40. A polypeptide according to any one of claims 1 to 12, a nucleic acid molecule according to any one of claims 13 to 16, a vector according to claim 17, a host cell according to claim 18, a ligand according to claim 19 or claim 20, a compound according to any one of claims 21 to 23, or a pharmaceutical composition according to claim 37, for use in the manufacture of a medicament for the treatment of a disease in which the glycoprotein family of proteins is implicated.

41. A method of treating a disease in a patient, comprising administering to the patient a polypeptide according to any one of claims 1 to 12, a nucleic acid molecule according to any one of claims 13 to 16, a vector according to claim 17, a host cell according to claim 18, a ligand according to claim 19 or claim 20, a compound according to any one of claims 21 to 23, or a pharmaceutical composition according to claim 37.

42. A method according to claim 41, wherein, for diseases in which the expression of the natural gene or the activity of the polypeptide is lower in a diseased patient when compared to the level of expression or activity in a healthy patient, the polypeptide, nucleic acid molecule, vector, ligand, compound or composition administered to the patient is an agonist.

43. A method according to claim 41, wherein, for diseases in which the expression of the natural gene or activity of the polypeptide is higher in a diseased patient when compared to the level of expression or activity in a healthy patient, the polypeptide, nucleic acid molecule, vector, ligand, compound or composition administered to the patient is an antagonist.

44. A method of monitoring the therapeutic treatment of disease in a patient, comprising monitoring over a period of time the level of expression or activity of a polypeptide according to any one of claims 1 to 12, or the level of expression of a nucleic acid molecule according to any one of claims 13 to 16 in tissue from said patient, wherein altering said level of expression or activity over the period of time towards a control level is indicative of regression of said disease.

45. A method for the identification of a compound that is effective in the treatment and/or diagnosis of disease, comprising contacting a polypeptide according to any one of claims 1 to 12, or a nucleic acid molecule according to any one of claims 13 to 16 with one or more compounds suspected of possessing binding affinity for said polypeptide or nucleic acid molecule, and selecting a compound that binds specifically to said nucleic acid molecule or polypeptide.

46. A kit useful for diagnosing disease comprising a first container containing a nucleic acid probe that hybridises under stringent conditions with a nucleic acid molecule according to any one of claims 13 to 16; a second container containing primers useful for amplifying said nucleic acid molecule; and instructions for using the probe and primers for facilitating the diagnosis of disease.

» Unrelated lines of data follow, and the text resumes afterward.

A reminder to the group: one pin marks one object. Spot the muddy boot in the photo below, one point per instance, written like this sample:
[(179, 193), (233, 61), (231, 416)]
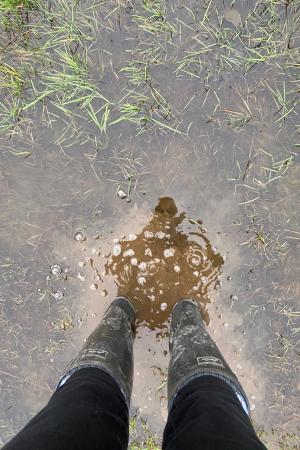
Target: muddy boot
[(110, 346), (194, 353)]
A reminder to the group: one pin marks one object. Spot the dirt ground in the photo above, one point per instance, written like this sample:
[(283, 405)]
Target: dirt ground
[(167, 135)]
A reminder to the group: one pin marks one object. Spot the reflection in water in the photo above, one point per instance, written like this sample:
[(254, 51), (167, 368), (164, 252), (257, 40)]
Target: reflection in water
[(164, 264)]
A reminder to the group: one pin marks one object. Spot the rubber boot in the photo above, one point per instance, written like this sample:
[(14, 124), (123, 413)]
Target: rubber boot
[(110, 347), (194, 353)]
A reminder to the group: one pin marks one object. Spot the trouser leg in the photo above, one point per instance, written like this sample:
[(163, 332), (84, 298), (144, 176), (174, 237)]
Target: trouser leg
[(207, 414), (88, 412)]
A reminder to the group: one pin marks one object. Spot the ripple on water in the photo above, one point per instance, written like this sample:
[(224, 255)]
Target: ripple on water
[(165, 267)]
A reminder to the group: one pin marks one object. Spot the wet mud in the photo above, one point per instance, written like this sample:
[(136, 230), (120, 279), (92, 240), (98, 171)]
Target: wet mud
[(162, 265), (205, 206)]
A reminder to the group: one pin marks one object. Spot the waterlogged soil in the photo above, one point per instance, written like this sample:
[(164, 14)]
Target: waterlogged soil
[(198, 220)]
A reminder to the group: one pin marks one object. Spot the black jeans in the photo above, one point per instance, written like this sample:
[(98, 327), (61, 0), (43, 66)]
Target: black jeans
[(89, 413)]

47. The kit of claim 46, further comprising a third container holding an agent for digesting unhybridised RNA.

48. A kit comprising an array of nucleic acid molecules, at least one of which is a nucleic acid molecule according to any one of claims 13 to 16.

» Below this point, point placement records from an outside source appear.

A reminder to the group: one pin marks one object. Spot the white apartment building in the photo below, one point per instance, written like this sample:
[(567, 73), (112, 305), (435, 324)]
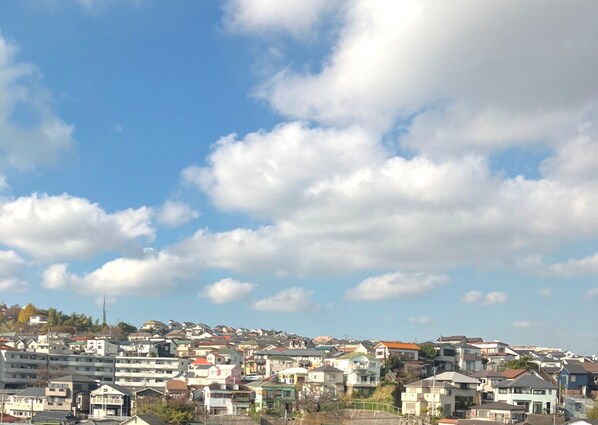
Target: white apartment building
[(101, 347), (152, 372), (21, 369)]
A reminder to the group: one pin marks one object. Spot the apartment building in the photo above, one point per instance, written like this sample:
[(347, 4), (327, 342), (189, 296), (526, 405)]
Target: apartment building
[(21, 369), (152, 372)]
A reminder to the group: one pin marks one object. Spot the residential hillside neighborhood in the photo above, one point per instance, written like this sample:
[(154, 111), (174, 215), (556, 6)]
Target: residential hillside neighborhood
[(56, 377)]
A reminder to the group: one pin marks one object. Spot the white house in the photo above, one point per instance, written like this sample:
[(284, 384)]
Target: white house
[(535, 394)]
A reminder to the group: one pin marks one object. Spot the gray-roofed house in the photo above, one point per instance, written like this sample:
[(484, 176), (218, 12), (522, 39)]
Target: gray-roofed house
[(23, 403), (500, 412), (110, 400), (536, 395)]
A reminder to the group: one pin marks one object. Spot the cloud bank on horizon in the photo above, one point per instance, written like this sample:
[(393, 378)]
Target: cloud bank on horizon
[(389, 167)]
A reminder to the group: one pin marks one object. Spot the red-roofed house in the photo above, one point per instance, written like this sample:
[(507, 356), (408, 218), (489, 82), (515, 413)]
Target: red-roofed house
[(402, 350)]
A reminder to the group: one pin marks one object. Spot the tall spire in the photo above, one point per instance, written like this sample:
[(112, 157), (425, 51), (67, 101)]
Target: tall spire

49. A kit comprising one or more antibodies that bind to a polypeptide as recited in any one of claims 1 to 12; and a reagent useful for the detection of a binding reaction between said antibody and said polypeptide.

50. A transgenic or knockout non-human animal that has been transformed to express higher, lower or absent levels of a polypeptide according to any one of claims 1 to 12.

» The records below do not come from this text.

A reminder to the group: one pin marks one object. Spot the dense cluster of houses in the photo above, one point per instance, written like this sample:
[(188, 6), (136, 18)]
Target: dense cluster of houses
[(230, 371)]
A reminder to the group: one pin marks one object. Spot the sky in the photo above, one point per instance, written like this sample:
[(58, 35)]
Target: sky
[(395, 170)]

51. A method for screening for a compound effective to treat disease, by contacting a non-human transgenic animal according to claim 50 with a candidate compound and determining the effect of the compound on the disease of the animal.

52. The use of an INSP 192 or INSP 195 polypeptide as a target for screening candidate drugs for treating or preventing a disease in which the glycoprotein family of proteins is implicated.

53. Method of selecting biologically active compounds comprising:

(i) contacting a candidate compound with recombinant host cells expressing an INSP 192 or INSP 195 polypeptide;

(ii) selecting compounds that bind said INSP 192 or INSP 195 polypeptide at the surface of said cells and/or that modulate the activity of the INSP 192 or INSP 195 polypeptide.